Looking at the bigger picture now, one of the ways we can make sense of these forecasts is to see how they measure up against both past performance and industry growth estimates. The analysts are definitely expecting SkyWater Technology's growth to accelerate, with the forecast 21% annualised growth to the end of 2022 ranking favourably alongside historical growth of 8.0% per annum over the past three years. By contrast, our data suggests that other companies (with analyst coverage) in a similar industry are forecast to grow their revenue at 11% per year. Factoring in the forecast acceleration in revenue, it's pretty clear that SkyWater Technology is expected to grow much faster than its industry.
The Bottom Line
The most obvious conclusion is that the analysts made no changes to their forecasts for a loss next year. Pleasantly, they also upgraded their revenue estimates, and their forecasts suggest the business is expected to grow faster than the wider industry. Furthermore, the analysts also cut their price targets, suggesting that the latest news has led to greater pessimism about the intrinsic value of the business.

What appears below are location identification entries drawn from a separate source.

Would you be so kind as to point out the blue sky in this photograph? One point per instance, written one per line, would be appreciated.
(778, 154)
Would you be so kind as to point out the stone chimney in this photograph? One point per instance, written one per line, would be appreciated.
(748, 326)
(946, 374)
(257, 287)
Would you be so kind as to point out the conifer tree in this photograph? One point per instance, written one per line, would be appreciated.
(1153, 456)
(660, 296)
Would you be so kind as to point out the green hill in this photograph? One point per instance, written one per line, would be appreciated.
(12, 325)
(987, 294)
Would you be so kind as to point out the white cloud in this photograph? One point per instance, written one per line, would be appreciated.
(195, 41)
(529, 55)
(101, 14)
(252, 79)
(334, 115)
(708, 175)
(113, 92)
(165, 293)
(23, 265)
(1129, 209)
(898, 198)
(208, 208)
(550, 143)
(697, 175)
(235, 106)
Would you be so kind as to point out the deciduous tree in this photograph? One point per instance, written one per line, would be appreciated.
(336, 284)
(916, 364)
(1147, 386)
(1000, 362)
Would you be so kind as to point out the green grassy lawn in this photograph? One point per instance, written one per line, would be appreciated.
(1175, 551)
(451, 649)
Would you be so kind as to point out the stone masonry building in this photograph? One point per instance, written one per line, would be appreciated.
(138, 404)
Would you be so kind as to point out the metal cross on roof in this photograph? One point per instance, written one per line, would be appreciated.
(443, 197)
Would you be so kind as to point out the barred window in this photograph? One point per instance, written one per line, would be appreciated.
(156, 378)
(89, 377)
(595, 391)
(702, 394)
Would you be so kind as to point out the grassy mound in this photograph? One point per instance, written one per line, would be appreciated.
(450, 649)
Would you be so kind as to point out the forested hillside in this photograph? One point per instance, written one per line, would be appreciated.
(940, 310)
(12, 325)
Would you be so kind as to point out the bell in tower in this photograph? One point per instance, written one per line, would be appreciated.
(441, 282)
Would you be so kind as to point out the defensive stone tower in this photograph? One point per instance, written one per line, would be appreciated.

Keeping that in mind, we still think that the longer term trajectory of the business is much more important for investors to consider. We have estimates - from multiple SkyWater Technology analysts - going out to 2024, and you can see them free on our platform here.
You still need to take note of risks, for example - SkyWater Technology has 4 warning signs (and 1 which is a bit concerning) we think you should know about.
This article by Simply Wall St is general in nature. We provide commentary based on historical data and analyst forecasts only using an unbiased methodology and our articles are not intended to be financial advice. It does not constitute a recommendation to buy or sell any stock, and does not take account of your objectives, or your financial situation. We aim to bring you long-term focused analysis driven by fundamental data. Note that our analysis may not factor in the latest price-sensitive company announcements or qualitative material. Simply Wall St has no position in any stocks mentioned.